Grim, Jackson said, “The only female neighbor I talk with much is Mrs. Guthrie, but she has to be sixty.”
Alani shook her head. “I assumed she was a neighbor because she was barefoot.”
The men all shared a look. If she’d been barefoot, maybe it was for the sake of stealth.
“But I didn’t watch her leave,” Alani explained, “so I don’t know where she went after she walked out your door. Maybe she wasn’t a neighbor. Maybe she was a…a date.”
Unable to think of any woman he’d have invited to his apartment, Jackson said, “Describe her.”
Alani shrugged. “I’d say in her early thirties.”
“No.”
She frowned. “Being thirty removes her from your radar?”
Not since meeting Alani had he gotten overly involved with anyone. He took care of business and ended it there. Period.
He did not invite any woman into his home.
No way in hell would he admit that to Alani, though, much less in front of Trace and Dare. “I’m just saying I’m not seeing any women in their thirties.”
“Short brown hair.”
“How short?”
Her face pinched with annoyance. “Pixie cut.”
He shook his head—and lifted a long hank of Alani’s silky fair hair to admire it. It was straighter and paler and a whole lot softer than his own. “Nope.”
Alani refused to be diverted. “Dresses like a hooker?”
“In her thirties? No.” There had been that one broad… No. That was ages ago and couldn’t even be called a one-night stand. Maybe an hour-long stand… He snorted. “Doesn’t ring a bell.”
“And I suppose you know every woman who lives near enough to drop in?”
“Didn’t say that.” But, like any other red-blooded male, he’d noted the more attractive ladies. “Hell, if any of my neighbors were good-looking, and if I wasn’t expending all my energy chasing you, I still wouldn’t go that route.”

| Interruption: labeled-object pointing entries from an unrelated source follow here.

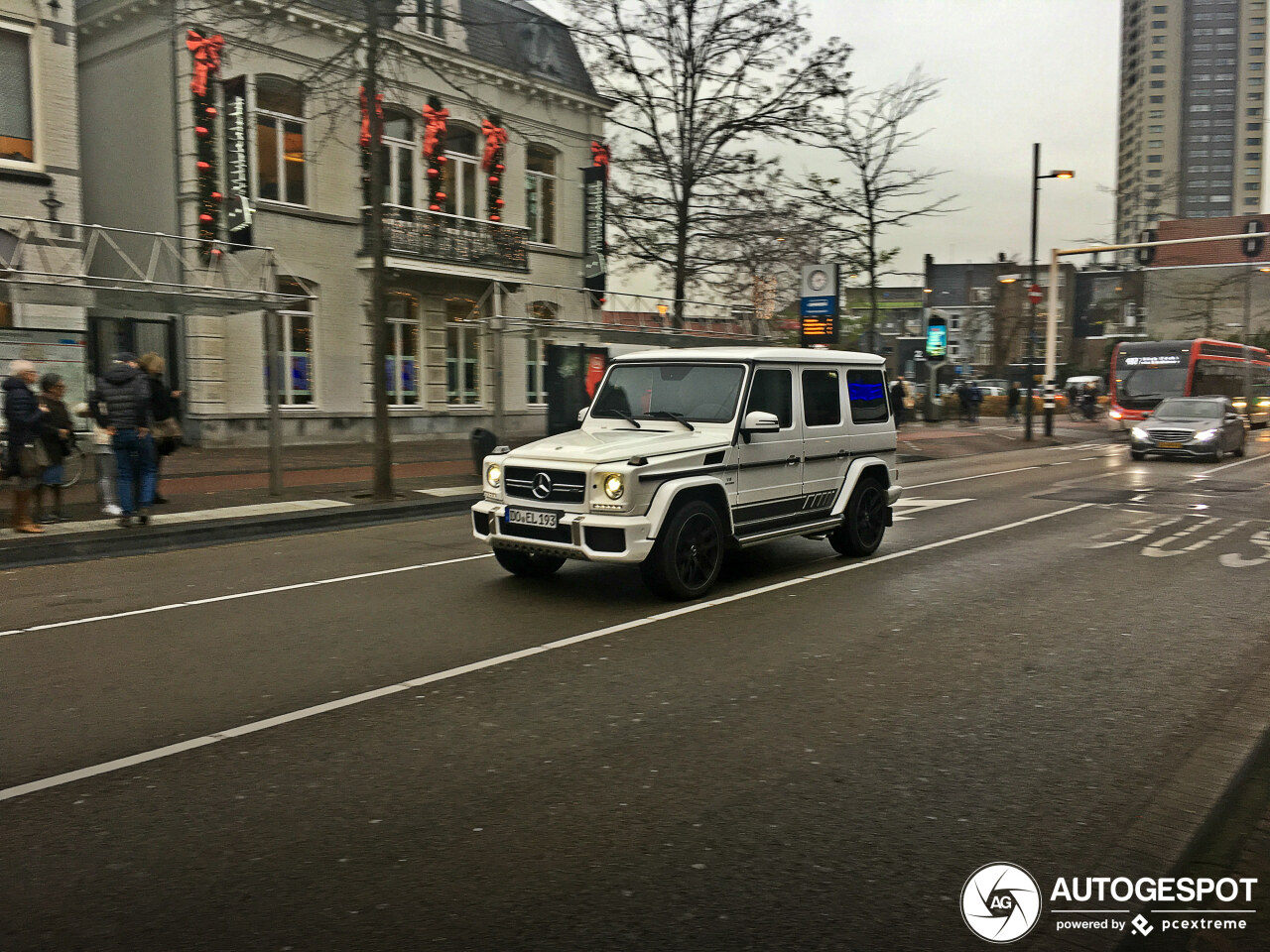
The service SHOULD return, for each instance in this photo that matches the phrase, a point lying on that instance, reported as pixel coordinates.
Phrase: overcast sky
(1016, 72)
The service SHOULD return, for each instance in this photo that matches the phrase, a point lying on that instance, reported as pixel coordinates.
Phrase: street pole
(1032, 304)
(381, 489)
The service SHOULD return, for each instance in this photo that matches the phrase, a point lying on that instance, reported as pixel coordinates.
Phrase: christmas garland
(207, 61)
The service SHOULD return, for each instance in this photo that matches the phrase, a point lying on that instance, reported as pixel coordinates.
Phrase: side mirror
(760, 421)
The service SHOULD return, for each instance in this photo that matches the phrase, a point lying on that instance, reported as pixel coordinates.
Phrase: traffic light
(937, 338)
(1252, 246)
(1146, 255)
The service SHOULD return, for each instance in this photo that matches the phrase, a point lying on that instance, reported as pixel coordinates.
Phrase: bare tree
(867, 132)
(698, 82)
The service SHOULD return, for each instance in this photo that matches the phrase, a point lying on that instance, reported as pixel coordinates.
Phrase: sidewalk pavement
(218, 495)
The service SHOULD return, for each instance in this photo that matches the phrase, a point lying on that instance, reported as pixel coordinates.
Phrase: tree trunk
(381, 489)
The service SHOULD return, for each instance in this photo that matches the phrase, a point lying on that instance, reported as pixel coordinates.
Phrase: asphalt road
(377, 740)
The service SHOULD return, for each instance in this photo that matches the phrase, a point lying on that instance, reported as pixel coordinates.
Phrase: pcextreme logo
(1001, 902)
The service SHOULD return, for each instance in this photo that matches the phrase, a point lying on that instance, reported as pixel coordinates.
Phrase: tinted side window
(774, 393)
(867, 395)
(822, 404)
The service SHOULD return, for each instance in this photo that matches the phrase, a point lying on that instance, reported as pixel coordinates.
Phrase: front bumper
(588, 536)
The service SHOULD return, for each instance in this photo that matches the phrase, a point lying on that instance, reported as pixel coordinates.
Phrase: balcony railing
(451, 239)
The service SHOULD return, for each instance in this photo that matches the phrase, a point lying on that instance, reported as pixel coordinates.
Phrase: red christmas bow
(495, 137)
(366, 117)
(207, 59)
(434, 128)
(599, 155)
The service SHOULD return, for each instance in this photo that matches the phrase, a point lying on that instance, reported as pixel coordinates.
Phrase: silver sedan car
(1205, 426)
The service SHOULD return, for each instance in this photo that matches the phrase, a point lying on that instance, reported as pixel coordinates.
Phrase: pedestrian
(1012, 399)
(897, 400)
(975, 400)
(163, 407)
(122, 408)
(23, 414)
(59, 436)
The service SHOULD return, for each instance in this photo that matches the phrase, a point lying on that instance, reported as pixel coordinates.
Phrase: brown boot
(21, 520)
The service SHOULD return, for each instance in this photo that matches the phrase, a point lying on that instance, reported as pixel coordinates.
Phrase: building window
(462, 353)
(17, 121)
(280, 140)
(298, 349)
(540, 194)
(430, 18)
(398, 159)
(404, 357)
(461, 176)
(535, 354)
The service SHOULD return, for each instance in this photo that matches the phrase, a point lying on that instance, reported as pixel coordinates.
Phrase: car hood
(620, 444)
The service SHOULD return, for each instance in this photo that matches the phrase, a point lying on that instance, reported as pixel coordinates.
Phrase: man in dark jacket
(22, 414)
(122, 409)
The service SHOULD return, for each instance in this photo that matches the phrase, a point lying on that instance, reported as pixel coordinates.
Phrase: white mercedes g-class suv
(685, 453)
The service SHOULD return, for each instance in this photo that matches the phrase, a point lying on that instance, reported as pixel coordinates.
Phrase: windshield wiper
(672, 416)
(624, 416)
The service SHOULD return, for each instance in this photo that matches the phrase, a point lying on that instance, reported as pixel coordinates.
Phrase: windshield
(1139, 388)
(1183, 409)
(706, 393)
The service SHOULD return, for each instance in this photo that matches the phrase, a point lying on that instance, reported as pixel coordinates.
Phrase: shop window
(280, 140)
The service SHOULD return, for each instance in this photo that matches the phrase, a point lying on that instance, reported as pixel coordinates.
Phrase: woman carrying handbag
(164, 404)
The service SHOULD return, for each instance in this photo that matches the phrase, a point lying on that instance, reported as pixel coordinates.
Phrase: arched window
(405, 356)
(399, 151)
(298, 345)
(540, 178)
(17, 119)
(462, 175)
(280, 140)
(535, 352)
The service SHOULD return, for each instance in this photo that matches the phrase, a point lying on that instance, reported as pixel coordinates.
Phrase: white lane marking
(1233, 560)
(241, 730)
(208, 601)
(980, 476)
(913, 504)
(451, 492)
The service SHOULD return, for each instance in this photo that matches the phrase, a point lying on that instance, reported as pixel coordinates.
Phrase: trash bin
(483, 444)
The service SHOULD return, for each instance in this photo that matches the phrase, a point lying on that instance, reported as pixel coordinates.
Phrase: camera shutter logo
(1001, 902)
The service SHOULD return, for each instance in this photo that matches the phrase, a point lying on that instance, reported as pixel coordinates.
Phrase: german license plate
(532, 517)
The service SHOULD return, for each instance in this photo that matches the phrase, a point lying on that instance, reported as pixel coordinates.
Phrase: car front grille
(567, 486)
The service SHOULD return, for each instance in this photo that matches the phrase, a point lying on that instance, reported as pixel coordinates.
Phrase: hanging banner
(238, 163)
(594, 246)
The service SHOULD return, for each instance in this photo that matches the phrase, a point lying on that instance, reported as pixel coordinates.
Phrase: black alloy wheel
(686, 560)
(864, 524)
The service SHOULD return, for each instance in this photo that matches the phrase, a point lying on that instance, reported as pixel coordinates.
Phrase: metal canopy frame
(72, 264)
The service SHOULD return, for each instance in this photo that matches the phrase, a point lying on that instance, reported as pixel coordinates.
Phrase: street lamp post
(1032, 303)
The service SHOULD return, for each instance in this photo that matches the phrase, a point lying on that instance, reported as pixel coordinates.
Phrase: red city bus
(1144, 372)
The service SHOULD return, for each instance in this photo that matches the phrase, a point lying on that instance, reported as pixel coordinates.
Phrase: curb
(21, 553)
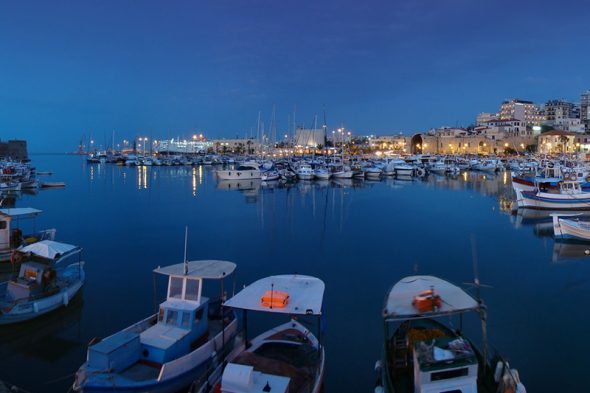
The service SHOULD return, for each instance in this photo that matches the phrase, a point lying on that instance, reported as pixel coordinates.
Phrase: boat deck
(288, 354)
(400, 358)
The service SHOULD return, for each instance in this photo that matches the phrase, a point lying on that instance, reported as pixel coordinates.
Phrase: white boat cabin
(33, 280)
(38, 274)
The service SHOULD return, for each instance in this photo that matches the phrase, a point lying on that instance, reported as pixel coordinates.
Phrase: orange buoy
(427, 301)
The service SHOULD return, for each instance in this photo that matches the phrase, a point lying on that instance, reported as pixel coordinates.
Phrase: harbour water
(360, 237)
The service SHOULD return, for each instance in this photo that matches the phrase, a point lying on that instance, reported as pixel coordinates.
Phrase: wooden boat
(13, 237)
(55, 184)
(287, 358)
(570, 227)
(421, 354)
(569, 196)
(187, 340)
(42, 284)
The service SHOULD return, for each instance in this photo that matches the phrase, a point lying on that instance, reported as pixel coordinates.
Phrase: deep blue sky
(162, 68)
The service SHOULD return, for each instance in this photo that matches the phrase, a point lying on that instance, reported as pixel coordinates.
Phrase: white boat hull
(24, 311)
(542, 200)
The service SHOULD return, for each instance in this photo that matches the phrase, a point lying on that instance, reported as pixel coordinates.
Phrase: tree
(509, 151)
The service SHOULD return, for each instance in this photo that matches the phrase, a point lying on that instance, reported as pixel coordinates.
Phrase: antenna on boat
(185, 261)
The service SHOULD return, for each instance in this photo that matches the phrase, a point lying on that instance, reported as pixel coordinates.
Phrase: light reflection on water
(360, 237)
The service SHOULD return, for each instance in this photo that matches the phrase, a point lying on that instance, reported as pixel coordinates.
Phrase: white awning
(21, 212)
(49, 249)
(398, 304)
(208, 269)
(305, 293)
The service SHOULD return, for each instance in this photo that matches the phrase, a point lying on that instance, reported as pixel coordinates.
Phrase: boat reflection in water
(564, 251)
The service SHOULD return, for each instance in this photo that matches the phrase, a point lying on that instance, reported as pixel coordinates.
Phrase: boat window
(198, 315)
(171, 317)
(459, 372)
(185, 320)
(192, 290)
(175, 290)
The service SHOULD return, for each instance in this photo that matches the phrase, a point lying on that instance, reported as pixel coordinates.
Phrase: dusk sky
(169, 68)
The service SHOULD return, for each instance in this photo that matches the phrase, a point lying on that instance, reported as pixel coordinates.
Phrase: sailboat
(424, 355)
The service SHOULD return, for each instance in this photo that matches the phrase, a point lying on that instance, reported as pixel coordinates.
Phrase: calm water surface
(359, 237)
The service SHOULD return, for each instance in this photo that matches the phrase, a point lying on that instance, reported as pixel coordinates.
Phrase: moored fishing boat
(187, 340)
(13, 237)
(569, 196)
(47, 184)
(423, 355)
(570, 227)
(43, 284)
(287, 358)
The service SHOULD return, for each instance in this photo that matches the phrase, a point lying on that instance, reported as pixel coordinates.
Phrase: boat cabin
(11, 235)
(34, 279)
(444, 364)
(181, 326)
(570, 187)
(38, 274)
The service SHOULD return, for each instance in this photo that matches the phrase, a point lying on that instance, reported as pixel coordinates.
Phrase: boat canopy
(207, 269)
(50, 249)
(21, 212)
(295, 295)
(398, 304)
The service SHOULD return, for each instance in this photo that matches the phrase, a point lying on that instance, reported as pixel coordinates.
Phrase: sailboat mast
(185, 244)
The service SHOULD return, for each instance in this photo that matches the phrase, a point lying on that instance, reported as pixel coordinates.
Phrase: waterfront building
(394, 143)
(558, 110)
(14, 149)
(585, 109)
(509, 128)
(522, 110)
(557, 141)
(310, 137)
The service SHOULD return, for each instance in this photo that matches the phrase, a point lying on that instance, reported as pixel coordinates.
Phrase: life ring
(16, 258)
(427, 301)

Dare nodded. “Too close for comfort.”
“Exactly.”
Alani frowned. “I don’t understand.”
“Complications,” Trace explained as he paced.
Suspicion narrowed her eyes. “What kind of complications?”
“The kind where, after the sex is done and the interest gone, you’re stuck with an annoyed woman in close proximity to where you live.”
Slowly, taut with judgment, Alani swiveled around with a dark frown aimed at Jackson.
He said, “Uh…” Trace wasn’t wrong, but he didn’t have to spell it out to her like that.
“Doesn’t matter now.” Trace saved him by slashing his hand through the air. “Does she sound like anyone you’ve been with?”
Jackson shook his head. “Nope.”
To Alani, Trace asked, “Did you speak to her?”
“Well…yes.” With renewed annoyance, Alani glared at Jackson again. “She answered your door for you.”
Jackson’s brows shot up. “Where the hell was I?”
“On the couch.” She poked him in the chest. “You were all lounged back, comfortable, your feet up on the coffee table. I was ready to leave since you appeared otherwise involved, but then you got up when you saw it was me at the door, and the woman said she had to go anyway, and…”
“Jesus, Alani.”
“Don’t use that tone with me.” She turned her cannon on her brother again. “Did Jackson do anything you haven’t done?”
“He was with another woman!”
She started to bolt off Jackson’s lap, but when he held on to her hips, she subsided, too anxious to fight her brother to quibble over her position. “So? We didn’t have any kind of understanding—”
“We do now,” Jackson announced, just in case she’d missed that important fact.
“—and he said he was thrilled to see me.”
Whoa. On a gut level, Jackson rejected that wording. “Thrilled?” Sure, he might have been thrilled, but would he really have been that obvious?
Dare grinned, shook his head and repeated, “Thrilled,” with clear mockery.
“And that’s all it took?” Trace asked.
She strangled on a deep inhale. “Are you calling me easy?”
“No!” Now Trace looked appalled. “Don’t put words in my mouth.”
“Jackson’s sincerity was enough for me to stay. And then…well…”
They all waited.
“Oh, forget it!” And this time she got away from Jackson. “It happened, okay? Get over it so we can concentrate on the fact that he was drugged.”
“No one is forgetting that, hon.”
She glared at Dare. “We need to know who she is.”
“And if she worked alone,” Jackson said.
“Doesn’t seem likely.” Silently fuming, Trace stepped up close to frown down at Alani. “What about your financier?”
Oh, hell. Jackson had forgotten all about Marc Tobin. Sitting forward, he stated, “That’s over.” Or at least it better be.
At the same time, Alani said, “I broke things off with him.”
Tension washed out of Jackson’s shoulders, leaving him with a certain sort of contentment. The persistent throbbing in his temples faded.
Trace looked from Alani to Jackson and back again. “Since when?”